Haryana and Rajasthan are expected to be among the hardest hit, while states with more flexible open-access rules may remain attractive. Resource-rich exporters like Rajasthan, Gujarat, and Tamil Nadu may also face challenges, not because of their generation economics but because long corridors raise landed tariffs for buyers. In contrast, states such as Madhya Pradesh, Maharashtra, and Karnataka could emerge relatively unscathed, and in some cases may even benefit from developers choosing in-state siting.

Prashant Mathur, CEO at Saatvik Green Energy, emphasized the broader transition underway. “The tapering of ISTS waivers highlights the evolving economics of renewable energy and the importance of strategic planning to sustain competitiveness. Earlier, the full waiver significantly reduced the cost of transmitting electricity across state lines, helping renewables gain a strong competitive edge. With the phase-down now underway, developers will need to adapt to higher landed tariffs while continuing to attract buyers.”

For the sector, this transition underscores the importance of open access transmission, which can still enable businesses to procure renewable energy from anywhere in the country and reduce regional cost disparities. Done correctly, this will keep the sector attractive for investors and ensure consumers continue to benefit from affordable green power.

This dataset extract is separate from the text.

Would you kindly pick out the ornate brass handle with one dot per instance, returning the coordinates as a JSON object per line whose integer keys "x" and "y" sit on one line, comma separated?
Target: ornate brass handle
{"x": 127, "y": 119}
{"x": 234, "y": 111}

Mathur noted that waiver-linked deadlines have already driven faster execution, while the GNA framework has improved transparency, albeit with persisting challenges around augmentation and congestion. States with longer evacuation corridors, such as Rajasthan and Gujarat, may face sharper impacts once the waiver phases down, whereas projects closer to demand centres will remain relatively insulated.

A Defining Moment

The phase-out of the ISTS waiver represents a structural recalibration for Indian renewables. For some developers, it is a threat. Gupta cautioned that without calibrated deadline extensions, “several projects could turn borderline unviable,” potentially slowing India’s broader energy transition. For others, it is a catalyst for adaptation.

Mathur argued that sector competitiveness will now hinge on innovation, diversified offtake models, and continued policy support. Open access transmission, he said, will remain a powerful driver of corporate procurement. With the right mix of policy backing and business innovation, India can still stay on track for its 500 GW non-fossil target by 2030.

The taper removes a long-standing incentive, but it is also forcing developers to adjust strategies, whether through in-state siting, storage integration, portfolio diversification, or market hedging. Those shifts could ultimately make the sector more resilient in the decade ahead.